Sex and reproduction edit

In the history of sex, the social construction of sexual behavior—its taboos, regulation and social and political effects—has had a profound effect on women in the world since prehistoric times. Absent assured ways of controlling reproduction, women have practiced abortion since ancient times; many societies have also practice infanticide to ensure the survival of older children. Historically, it is unclear how often the ethics of abortion (induced abortion) was discussed in societies. In the latter half of the 20th century, some nations began to legalize abortion. This controversial subject has sparked heated debate and in some cases, violence, as different parts of society have different social and religious ideas about its meaning.

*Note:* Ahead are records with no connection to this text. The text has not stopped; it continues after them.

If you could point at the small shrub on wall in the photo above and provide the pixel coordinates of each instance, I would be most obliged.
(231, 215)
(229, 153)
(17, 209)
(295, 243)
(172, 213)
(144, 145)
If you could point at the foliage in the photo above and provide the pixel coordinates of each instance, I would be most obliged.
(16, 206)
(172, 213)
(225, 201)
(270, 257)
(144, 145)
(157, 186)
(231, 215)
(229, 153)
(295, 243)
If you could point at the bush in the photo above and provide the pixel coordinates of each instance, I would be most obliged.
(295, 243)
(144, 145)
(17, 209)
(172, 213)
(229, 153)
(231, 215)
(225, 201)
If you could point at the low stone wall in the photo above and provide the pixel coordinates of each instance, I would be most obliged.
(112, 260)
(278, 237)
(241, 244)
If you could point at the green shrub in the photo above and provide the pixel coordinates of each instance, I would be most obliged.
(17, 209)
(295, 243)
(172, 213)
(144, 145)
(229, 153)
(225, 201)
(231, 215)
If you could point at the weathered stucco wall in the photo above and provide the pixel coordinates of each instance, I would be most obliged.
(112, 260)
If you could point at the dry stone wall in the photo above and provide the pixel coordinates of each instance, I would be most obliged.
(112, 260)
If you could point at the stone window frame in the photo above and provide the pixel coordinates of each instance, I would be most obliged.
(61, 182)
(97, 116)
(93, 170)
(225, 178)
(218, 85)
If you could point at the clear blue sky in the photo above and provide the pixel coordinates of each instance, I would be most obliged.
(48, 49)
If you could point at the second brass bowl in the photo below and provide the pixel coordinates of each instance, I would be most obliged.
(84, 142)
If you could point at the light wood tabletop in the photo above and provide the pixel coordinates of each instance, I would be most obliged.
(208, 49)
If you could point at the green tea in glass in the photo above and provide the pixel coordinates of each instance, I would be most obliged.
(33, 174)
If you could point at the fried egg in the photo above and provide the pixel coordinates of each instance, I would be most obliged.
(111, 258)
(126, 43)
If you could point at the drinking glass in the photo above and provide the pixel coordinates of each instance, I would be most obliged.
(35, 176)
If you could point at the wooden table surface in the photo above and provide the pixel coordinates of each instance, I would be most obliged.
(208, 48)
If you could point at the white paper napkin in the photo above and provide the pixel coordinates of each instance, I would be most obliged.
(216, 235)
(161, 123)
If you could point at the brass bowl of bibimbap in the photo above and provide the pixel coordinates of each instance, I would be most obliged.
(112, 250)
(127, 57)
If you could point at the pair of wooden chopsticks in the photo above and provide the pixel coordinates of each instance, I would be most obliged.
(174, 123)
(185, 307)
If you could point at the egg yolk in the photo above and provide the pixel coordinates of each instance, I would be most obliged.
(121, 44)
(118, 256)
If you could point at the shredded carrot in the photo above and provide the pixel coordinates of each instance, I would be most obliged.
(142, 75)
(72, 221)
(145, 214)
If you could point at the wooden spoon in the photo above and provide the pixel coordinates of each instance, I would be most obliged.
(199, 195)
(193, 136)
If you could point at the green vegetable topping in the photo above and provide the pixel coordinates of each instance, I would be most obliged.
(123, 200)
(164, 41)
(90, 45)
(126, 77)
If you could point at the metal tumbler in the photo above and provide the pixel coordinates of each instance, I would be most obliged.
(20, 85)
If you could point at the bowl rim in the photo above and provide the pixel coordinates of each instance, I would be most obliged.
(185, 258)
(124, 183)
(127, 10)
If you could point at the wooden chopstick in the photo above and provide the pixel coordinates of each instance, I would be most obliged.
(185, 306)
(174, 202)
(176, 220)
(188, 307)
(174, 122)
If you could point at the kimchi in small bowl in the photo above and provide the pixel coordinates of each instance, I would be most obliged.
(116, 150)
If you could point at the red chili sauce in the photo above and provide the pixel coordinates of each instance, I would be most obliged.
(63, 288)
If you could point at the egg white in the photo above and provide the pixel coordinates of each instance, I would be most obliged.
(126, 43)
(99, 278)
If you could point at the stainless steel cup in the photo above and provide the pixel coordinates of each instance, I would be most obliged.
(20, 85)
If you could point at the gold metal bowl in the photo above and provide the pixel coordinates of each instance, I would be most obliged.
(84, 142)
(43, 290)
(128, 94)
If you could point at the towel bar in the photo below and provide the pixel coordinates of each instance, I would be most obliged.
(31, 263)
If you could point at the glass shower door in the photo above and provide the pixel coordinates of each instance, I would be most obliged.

Women have been exposed to various tortuous sexual conditions and have been discriminated against in various fashions in history. In addition to women being sexual victims of troops in warfare, an institutionalized example was the Japanese military enslaving native women and girls as comfort women in military brothels in Japanese-occupied countries during World War II.

Particularly, Black Women have been the most affected by hyper-sexualization, body policing, and sexual assault throughout time. Specifically during slavery, Black women were used both as human tools, as well as sexual devices for their white slave-masters. Such conditions continue to permeate in American society beyond slavery and the Jim Crow era. Black women have been conditioned to be silent on their experiences with sexual assault as a means of survival in a society that devalues their whole experience as a Black woman. This stems from the roots of slavery, where Black women were both dehumanized by society, while also being labeled as sexual, and deserving of sexual abuse.[103]

Clothing edit

 
Beauties Wearing Flowers, by Tang dynasty Chinese artist Zhou Fang, eighth century

The social aspects of clothing have revolved around traditions regarding certain items of clothing intrinsically suited different gender roles. In different periods, both women's and men's fashions have highlighted one area or another of the body for attention. In particular, the wearing of skirts and trousers has given rise to common phrases expressing implied restrictions in use and disapproval of offending behavior. For example, ancient Greeks often considered the wearing of trousers by Persian men as a sign of an effeminate attitude. Women's clothing in Victorian fashion was used as a means of control and admiration. Reactions to the elaborate confections of French fashion led to various calls for reform on the grounds of both beauties (Artistic and Aesthetic dress) and health (dress reform; especially for undergarments and lingerie). Although trousers for women did not become fashionable until the later 20th century, women began wearing men's trousers (suitably altered) for outdoor work a hundred years earlier. In the 1960s, André Courrèges introduced long trousers for women as a fashion item, leading to the era of the pantsuit and designer jeans, and the gradual eroding of the prohibitions against girls and women wearing trousers in schools, the workplace, and fine restaurants. Corsets have long been used for fashion, and body modification, such as waistline reduction. There were, and are, many different styles and types of corsets, varying depending on the intended use, corset maker's style, and the fashions of the era.

Status edit

The social status of women in the Victoria Era is often seen as an illustration of the striking discrepancy between the nation's power and richness and what many consider its appalling social conditions. Victorian morality was full of contradictions. A plethora of social movements concerned with improving public morals co-existed with a class system that permitted and imposed harsh living conditions for many, such as women. In this period, an outward appearance of dignity and restraint was valued, but the usual "vices" continued, such as prostitution. In the Victorian era, the bathing machine was developed and flourished. It was a device to allow people to wade in the ocean at beaches without violating Victorian notions of modesty about having "limbs" revealed. The bathing machine was part of sea-bathing etiquette that was more rigorously enforced upon women than men.

Roaring twenties edit

The Roaring Twenties is a term for society and culture in the 1920s in the Western world. It was a period of sustained economic prosperity with a distinctive cultural edge in the United States, Canada, and Western Europe, particularly in major cities.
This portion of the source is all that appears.